In response to this post the other day on prior distributions for climate sensitivity, Nicholas Lewis wrote in:
Your post refers to comments I made at ATTP’s blog about the use of Jeffreys’ prior in estimating climate sensitivity. I would like to explain why, in some but not all cases, the Jeffreys’ prior for estimating climate sensitivity peaks at zero, a physically implausible sensitivity.
Unfortunately, observational uncertainty is high, and the choice of prior has a substantial effect on the posterior density when estimating climate sensitivity. The value of perfect information about a less uncertain parameter that is primarily determined by climate sensitivity was estimated in a recent paper as $10 trillion, so prior selection for this problem is quite an important issue.
Roughly speaking, when estimating climate sensitivity (ECS) from observational data over the industrial period, the reciprocal of climate sensitivity, the climate feedback parameter, is a location parameter with approximately normal (or t distributed) uncertainty. If one does not want to incorporate prior information about the parameter being estimated, then a uniform prior seems to me the obvious choice when estimating a location parameter, here the climate feedback parameter. Even if one knows that the climate feedback parameter can’t be infinite (corresponding to ECS = 0), using a uniform prior does not bias estimation. On changing variable back to ECS, that prior transforms to c/ECS^2 (c being a constant), which peaks at zero. But the cut off from the declining likelihood function at is very sharp at low ECS, and makes the posterior density negligible at ECS values well above zero.
Although I use computed noninformative (or minimally informative) priors in my published Bayesian climate sensitivity studies, I think I am the only climate scientist to do so. Many published climate sensitivity studies take a subjective Bayesian approach and either use a wide uniform prior for ECS (which hugely fattens the upper tail of the posterior PDF, as well as shifting the central estimate, relative to use of Jeffreys’ prior), or an “expert” prior that typically dominates the likelihood function. Some studies do, however, use non-Bayesian methods, and so avoid use of subjectively chosen priors.
No doubt, as a Bayesian, you don’t like likelihood ratio and profile likelihood methods of parameter estimation. But I will nevertheless point out that when I use such methods, they give results very close to those obtained by use of Jeffreys’ prior. So also does use of a reference prior.
In any case, I think this is a challenging problem because of the decision aspect. As you note, there’s lots of attention drawn to the center of the prior distribution, but the tails are crucial when considering expected costs. This came out in some of the discussion in comments, for example here.

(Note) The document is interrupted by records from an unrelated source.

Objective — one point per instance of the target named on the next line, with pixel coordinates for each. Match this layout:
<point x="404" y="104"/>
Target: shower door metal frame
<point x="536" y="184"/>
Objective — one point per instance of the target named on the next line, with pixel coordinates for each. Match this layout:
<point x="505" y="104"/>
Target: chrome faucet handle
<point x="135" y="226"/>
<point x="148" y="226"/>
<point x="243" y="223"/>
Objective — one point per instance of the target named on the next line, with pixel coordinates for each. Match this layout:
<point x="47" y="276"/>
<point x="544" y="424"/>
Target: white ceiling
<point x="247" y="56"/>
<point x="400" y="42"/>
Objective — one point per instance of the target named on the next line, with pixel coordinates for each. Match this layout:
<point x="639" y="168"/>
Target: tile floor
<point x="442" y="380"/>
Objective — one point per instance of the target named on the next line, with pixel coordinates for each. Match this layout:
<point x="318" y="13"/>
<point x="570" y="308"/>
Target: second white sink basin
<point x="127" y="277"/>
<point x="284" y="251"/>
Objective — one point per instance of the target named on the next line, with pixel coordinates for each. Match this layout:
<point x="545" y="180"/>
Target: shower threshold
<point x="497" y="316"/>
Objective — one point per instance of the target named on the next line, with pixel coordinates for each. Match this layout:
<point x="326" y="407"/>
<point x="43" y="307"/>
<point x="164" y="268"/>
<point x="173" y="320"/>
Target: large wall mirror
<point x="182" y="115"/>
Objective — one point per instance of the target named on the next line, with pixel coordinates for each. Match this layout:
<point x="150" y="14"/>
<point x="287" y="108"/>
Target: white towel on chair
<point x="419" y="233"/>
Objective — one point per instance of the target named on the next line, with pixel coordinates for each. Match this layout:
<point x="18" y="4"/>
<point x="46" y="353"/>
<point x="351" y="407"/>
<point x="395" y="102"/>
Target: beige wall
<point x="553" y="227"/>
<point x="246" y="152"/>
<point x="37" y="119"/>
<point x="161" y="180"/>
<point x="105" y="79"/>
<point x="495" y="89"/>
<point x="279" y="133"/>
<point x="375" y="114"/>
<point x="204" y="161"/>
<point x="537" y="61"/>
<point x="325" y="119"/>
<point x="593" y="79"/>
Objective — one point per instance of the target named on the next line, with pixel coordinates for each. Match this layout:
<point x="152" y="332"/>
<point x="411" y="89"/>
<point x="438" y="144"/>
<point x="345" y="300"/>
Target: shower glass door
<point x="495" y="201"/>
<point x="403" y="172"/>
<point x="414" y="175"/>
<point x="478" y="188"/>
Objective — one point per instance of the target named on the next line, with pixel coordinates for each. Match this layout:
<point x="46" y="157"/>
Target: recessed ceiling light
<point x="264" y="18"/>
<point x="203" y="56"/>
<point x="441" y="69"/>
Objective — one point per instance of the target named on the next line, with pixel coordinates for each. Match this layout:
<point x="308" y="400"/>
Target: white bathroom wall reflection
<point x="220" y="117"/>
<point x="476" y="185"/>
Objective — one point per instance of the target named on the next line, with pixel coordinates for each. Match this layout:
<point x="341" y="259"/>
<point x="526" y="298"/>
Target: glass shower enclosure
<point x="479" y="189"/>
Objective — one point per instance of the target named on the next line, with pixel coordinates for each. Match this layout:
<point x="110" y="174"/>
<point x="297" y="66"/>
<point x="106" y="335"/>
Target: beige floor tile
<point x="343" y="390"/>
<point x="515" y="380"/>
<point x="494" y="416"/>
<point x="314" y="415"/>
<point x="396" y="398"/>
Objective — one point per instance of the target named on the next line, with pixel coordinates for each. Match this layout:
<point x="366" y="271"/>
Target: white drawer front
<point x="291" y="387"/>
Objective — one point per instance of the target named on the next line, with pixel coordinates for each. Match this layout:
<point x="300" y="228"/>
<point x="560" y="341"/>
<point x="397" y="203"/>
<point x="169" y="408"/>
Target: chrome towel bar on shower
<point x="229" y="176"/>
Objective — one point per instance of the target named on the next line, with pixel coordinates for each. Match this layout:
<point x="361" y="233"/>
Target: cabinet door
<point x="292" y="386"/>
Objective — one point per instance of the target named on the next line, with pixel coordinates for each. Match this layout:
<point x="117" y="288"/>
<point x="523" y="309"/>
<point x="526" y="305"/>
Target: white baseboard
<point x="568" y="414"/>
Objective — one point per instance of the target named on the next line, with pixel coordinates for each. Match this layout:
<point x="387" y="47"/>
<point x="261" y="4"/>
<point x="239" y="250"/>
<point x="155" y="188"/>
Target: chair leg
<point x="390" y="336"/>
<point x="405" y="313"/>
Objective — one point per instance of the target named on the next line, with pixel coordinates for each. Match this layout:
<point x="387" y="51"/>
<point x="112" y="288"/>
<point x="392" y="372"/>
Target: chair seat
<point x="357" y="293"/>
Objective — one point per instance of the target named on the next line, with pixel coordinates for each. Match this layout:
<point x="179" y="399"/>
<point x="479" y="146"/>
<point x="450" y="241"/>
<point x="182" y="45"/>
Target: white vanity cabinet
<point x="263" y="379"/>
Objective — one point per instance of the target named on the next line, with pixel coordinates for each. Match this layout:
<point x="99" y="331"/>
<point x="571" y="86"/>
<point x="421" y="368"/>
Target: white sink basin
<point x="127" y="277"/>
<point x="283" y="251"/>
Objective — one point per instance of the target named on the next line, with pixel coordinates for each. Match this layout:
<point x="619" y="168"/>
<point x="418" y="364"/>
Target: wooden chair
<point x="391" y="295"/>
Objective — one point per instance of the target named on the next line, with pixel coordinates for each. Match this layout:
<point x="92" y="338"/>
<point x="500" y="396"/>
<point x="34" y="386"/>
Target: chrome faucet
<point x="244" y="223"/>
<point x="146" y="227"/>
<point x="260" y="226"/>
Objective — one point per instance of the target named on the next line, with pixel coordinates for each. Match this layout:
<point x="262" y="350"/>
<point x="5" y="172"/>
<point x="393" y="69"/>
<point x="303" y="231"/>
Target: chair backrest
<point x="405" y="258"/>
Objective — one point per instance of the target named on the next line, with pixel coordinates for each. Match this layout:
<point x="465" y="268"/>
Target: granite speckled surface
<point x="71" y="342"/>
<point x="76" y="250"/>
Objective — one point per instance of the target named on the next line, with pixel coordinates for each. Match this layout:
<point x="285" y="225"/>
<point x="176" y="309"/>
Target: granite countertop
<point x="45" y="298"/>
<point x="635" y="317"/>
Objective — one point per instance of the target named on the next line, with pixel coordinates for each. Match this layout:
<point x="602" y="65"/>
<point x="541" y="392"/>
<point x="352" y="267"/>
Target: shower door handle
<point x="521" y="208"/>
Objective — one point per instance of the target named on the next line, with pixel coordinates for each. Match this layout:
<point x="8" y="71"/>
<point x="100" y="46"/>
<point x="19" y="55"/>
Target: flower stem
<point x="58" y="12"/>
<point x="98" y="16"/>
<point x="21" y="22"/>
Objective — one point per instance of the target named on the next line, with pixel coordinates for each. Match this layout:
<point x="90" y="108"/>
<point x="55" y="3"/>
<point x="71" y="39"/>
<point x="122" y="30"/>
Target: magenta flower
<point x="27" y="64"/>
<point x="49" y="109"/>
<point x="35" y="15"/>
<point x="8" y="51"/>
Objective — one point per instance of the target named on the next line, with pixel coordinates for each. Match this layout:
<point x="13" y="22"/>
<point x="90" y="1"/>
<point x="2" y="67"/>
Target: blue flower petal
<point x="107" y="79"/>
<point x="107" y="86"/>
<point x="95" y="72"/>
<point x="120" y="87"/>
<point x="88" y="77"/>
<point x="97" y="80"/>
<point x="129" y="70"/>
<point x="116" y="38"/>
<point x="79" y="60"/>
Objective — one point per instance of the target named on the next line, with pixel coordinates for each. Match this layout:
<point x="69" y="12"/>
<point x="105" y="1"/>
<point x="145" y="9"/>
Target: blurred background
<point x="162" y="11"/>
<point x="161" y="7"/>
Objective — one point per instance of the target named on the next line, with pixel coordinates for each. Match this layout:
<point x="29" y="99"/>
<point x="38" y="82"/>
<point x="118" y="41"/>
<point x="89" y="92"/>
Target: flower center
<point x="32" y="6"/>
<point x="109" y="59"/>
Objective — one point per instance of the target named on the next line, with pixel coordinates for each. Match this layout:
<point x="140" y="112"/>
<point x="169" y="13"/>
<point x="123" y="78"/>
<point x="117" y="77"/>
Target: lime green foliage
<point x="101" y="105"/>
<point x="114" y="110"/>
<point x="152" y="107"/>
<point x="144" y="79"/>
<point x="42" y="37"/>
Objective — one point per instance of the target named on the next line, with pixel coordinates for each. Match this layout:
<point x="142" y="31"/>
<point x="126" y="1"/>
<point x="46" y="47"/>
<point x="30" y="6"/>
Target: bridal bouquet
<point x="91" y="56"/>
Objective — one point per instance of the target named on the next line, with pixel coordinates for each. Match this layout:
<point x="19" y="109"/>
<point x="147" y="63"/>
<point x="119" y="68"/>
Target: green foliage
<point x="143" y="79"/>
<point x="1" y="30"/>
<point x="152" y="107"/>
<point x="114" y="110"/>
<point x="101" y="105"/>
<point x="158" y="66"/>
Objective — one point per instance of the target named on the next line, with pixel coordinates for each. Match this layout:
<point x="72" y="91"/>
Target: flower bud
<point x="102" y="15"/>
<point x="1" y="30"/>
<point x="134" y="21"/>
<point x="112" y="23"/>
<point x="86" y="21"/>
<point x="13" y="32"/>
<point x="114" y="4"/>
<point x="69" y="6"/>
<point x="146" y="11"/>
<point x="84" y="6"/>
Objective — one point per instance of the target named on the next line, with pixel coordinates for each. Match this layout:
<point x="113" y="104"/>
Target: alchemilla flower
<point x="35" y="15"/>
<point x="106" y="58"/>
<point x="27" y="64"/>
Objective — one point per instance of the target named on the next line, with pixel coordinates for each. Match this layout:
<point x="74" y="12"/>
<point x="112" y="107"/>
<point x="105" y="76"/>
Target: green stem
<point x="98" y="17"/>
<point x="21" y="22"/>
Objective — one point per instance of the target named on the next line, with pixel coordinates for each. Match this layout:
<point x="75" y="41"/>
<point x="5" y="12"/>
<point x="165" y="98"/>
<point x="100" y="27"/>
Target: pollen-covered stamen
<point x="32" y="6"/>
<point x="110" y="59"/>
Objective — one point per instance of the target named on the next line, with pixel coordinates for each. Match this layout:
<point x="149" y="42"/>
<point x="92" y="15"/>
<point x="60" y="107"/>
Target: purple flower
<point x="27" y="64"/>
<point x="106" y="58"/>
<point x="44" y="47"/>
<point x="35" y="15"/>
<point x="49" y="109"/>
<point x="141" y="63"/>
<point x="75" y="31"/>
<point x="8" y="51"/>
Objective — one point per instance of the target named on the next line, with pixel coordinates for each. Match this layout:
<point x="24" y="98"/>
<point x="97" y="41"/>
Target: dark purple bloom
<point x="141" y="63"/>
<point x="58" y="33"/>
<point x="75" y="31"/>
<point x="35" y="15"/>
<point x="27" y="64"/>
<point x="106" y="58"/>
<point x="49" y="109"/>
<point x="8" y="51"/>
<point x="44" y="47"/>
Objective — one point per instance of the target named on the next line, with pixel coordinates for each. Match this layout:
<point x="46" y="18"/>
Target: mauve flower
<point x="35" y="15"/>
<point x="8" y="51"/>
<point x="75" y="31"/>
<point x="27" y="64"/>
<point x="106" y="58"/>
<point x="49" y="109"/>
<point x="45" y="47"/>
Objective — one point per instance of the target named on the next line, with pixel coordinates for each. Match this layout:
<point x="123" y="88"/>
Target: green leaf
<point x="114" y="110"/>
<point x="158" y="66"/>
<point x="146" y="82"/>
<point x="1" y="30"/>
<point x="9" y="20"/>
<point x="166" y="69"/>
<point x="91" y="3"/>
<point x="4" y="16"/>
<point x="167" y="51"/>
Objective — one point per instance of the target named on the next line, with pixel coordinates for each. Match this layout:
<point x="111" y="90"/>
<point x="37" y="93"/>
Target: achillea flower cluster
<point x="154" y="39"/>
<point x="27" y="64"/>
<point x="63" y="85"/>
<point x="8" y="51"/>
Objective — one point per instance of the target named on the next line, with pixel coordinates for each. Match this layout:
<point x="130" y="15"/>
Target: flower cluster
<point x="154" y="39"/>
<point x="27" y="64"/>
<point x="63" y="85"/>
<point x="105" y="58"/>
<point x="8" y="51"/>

Another point that came up, but which I did not emphasize in my post, is that the Jeffreys prior depends on the likelihood function, thus indirectly on various assumptions. I’m not in general opposed to noninformative priors, I just think they should be taken for what they are. It always makes sense to understand the mapping from assumptions to conclusions.
Lewis then added:
The upper tail of the estimated posterior density for climate sensitivity is indeed critical for estimates of expected damages. Unfortunately, the likelihood typically only declines gently as ECS goes to high values, as they correspond to the climate feedback parameter approaching zero more and more slowly. Hence, in my view at least, the importance here of using a prior that declines at least approximately as 1/ECS^2, to reflect the data-parameter relationship, and not a uniform prior. It is a pity that the standard parameterization is in terms of ECS rather than climate feedback parameter; if it had been I think this issue would never have arisen.
I accept that Jeffreys’ prior depends on the likelihood function, and hence on various assumptions, and I agree that one needs to understand how those assumptions affect the conclusions. In observationally-based climate sensitivity estimation, usually the likelihood is normal or t-distribution in the observations, or in some simple transformation thereof. I usually carry out the Bayesian inference in that parameterization, where the choice of prior appears more straightforward, and obtain the Jeffreys’ prior for the climate system parameters being estimated by carrying out a change of variable. (Some climate sensitivity studies by other scientists use the same method, but without saying that they are using a Bayesian approach.) The assumptions about the likelihood function for the observables and those about the relationship between the observables and the climate system parameters (model accuracy) can then be examined separately, and some sensitivity testing carried out.
Also, nuisance parameters don’t seem to be a particular problem in the studies I have carried out, I think partly because (unlike some other Bayesian studies) they estimate no more than two other uncertain parameters in addition to climate sensitivity and partly because plug-in estimates of observational etc. uncertainty taken from other sources are used, as is usual in such studies.
Lots to think about here. 20 or 30 years ago we would’ve agonized over what’s the appropriate noninformative prior, but now we’re all more comfortable talking about prior distributions as encoding useful information, and priors regularizing by downweighting scientifically implausible regions of parameter space.